Let $P_1$ and $P_2$ be two disjoint point sets in $\mathbb{R}^d$ and $n = \vert P_1\vert = \vert P_2\vert$ and $P = P_1\cup P_2$. Let $c^\star$ be the optimal 1-median for $P$ and $opt^\star$ is the cost of assigning all points of $P$ to $c^\star$(the sum of the distances of all points of $P$ to $c^\star$).
For $j\in \{1,2\}$, let $c_j^\star$ is the optimal 1-median of $P_j^\star$ and and let $\hat{c}$ is the optimal 1-median of the 2-point set $\{c_1^\star,c_2^\star\}$. Let $\hat{opt}$ be the cost of assigning all point of $P$ to $\hat{c}$.
My question is that
- Does the ratio $\frac{\hat{opt}}{opt^\star}$ is bounded from above by some quantity or there exists "bad" instances (perhaps low dimensional) where it is lower bounded? (My guess is that the latter is true)

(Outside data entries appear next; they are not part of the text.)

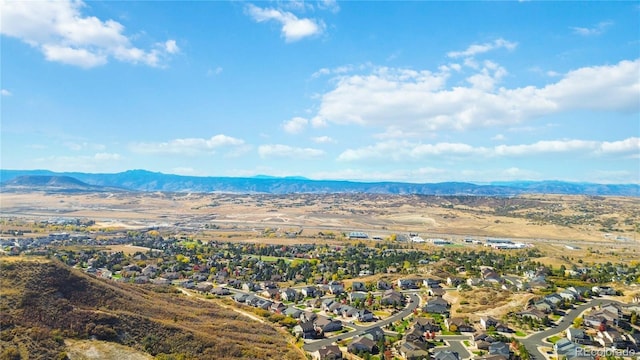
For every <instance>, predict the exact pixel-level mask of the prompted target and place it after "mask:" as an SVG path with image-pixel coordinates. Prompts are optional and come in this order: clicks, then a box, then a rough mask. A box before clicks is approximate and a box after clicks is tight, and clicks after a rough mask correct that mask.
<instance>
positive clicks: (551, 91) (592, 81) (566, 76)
mask: <svg viewBox="0 0 640 360" xmlns="http://www.w3.org/2000/svg"><path fill="white" fill-rule="evenodd" d="M638 73H640V59H636V60H634V61H629V60H623V61H620V62H619V63H617V64H615V65H604V66H592V67H584V68H580V69H577V70H573V71H570V72H569V73H567V74H565V75H564V77H563V78H562V79H561V80H560V81H558V82H557V83H555V84H551V85H548V86H546V87H544V88H542V89H540V90H539V91H538V93H539V96H540V97H541V98H544V99H548V100H549V101H552V102H554V103H555V104H556V106H557V108H558V109H560V110H562V109H580V110H613V111H624V112H637V111H639V110H640V100H638V99H640V81H639V80H638Z"/></svg>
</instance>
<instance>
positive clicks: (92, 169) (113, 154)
mask: <svg viewBox="0 0 640 360" xmlns="http://www.w3.org/2000/svg"><path fill="white" fill-rule="evenodd" d="M120 160H122V156H121V155H120V154H116V153H96V154H94V155H78V156H59V155H52V156H47V157H42V158H37V159H34V164H36V166H46V168H47V169H49V170H52V171H86V172H96V171H111V170H113V169H115V168H114V166H113V165H114V164H115V163H118V162H119V161H120ZM40 164H42V165H40Z"/></svg>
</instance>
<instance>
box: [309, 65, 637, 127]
mask: <svg viewBox="0 0 640 360" xmlns="http://www.w3.org/2000/svg"><path fill="white" fill-rule="evenodd" d="M478 65H479V68H480V70H478V72H477V74H476V75H477V76H475V77H474V76H471V77H468V78H467V80H468V82H469V83H470V86H466V87H465V86H459V85H458V84H456V85H455V86H450V87H448V86H447V82H448V80H449V77H450V75H451V73H450V72H449V68H446V69H442V68H441V69H440V71H439V72H435V73H434V72H430V71H427V70H413V69H402V68H388V67H378V68H375V69H374V70H373V71H371V72H370V73H369V74H368V75H366V74H365V75H363V74H353V75H342V76H338V77H337V78H335V79H334V80H333V83H334V84H335V85H334V88H333V89H331V90H330V91H328V92H326V93H324V94H323V95H322V96H321V97H320V104H319V107H318V111H317V114H316V115H315V116H312V118H311V119H312V120H311V123H312V125H313V126H321V125H324V126H326V125H329V124H338V125H352V124H355V125H359V126H364V127H375V128H383V129H385V131H386V132H387V133H399V132H404V133H416V132H422V133H425V132H426V133H429V132H434V131H438V130H443V129H453V130H467V129H470V128H480V127H491V126H501V125H509V126H515V125H517V124H519V123H521V122H523V121H525V120H529V119H534V118H538V117H541V116H545V115H551V114H556V113H560V112H563V111H572V110H600V111H618V112H637V111H638V110H640V101H638V99H639V98H640V82H639V81H638V77H637V74H638V73H639V72H640V60H633V61H628V60H625V61H621V62H619V63H617V64H614V65H605V66H593V67H585V68H580V69H576V70H574V71H571V72H569V73H567V74H565V75H564V76H563V77H561V78H560V79H559V81H557V82H555V83H551V84H549V85H547V86H544V87H535V86H526V87H519V88H511V89H510V88H506V87H498V86H497V84H498V82H499V81H500V79H501V78H502V77H503V76H504V75H505V74H506V70H505V69H503V68H502V67H501V66H499V65H497V64H495V63H492V62H484V63H482V64H478Z"/></svg>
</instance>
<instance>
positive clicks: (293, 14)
mask: <svg viewBox="0 0 640 360" xmlns="http://www.w3.org/2000/svg"><path fill="white" fill-rule="evenodd" d="M246 11H247V13H248V14H249V16H251V18H252V19H253V20H254V21H256V22H266V21H276V22H278V23H280V25H281V26H282V29H281V32H282V36H283V37H284V39H285V41H287V42H294V41H298V40H301V39H303V38H305V37H309V36H315V35H319V34H322V33H323V32H324V29H325V24H324V22H322V21H321V20H315V19H309V18H298V17H297V16H296V15H294V14H293V13H291V12H288V11H283V10H279V9H273V8H260V7H258V6H255V5H253V4H249V5H247V6H246Z"/></svg>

- What is the situation for finite metric spaces?
- What about the "means" or the centroid?
The obvious motivation for the question is that if the "divide and conquer" strategy works for the problem : Given a finite point set, partition it and compute the medians for each partion and the output the median of medians.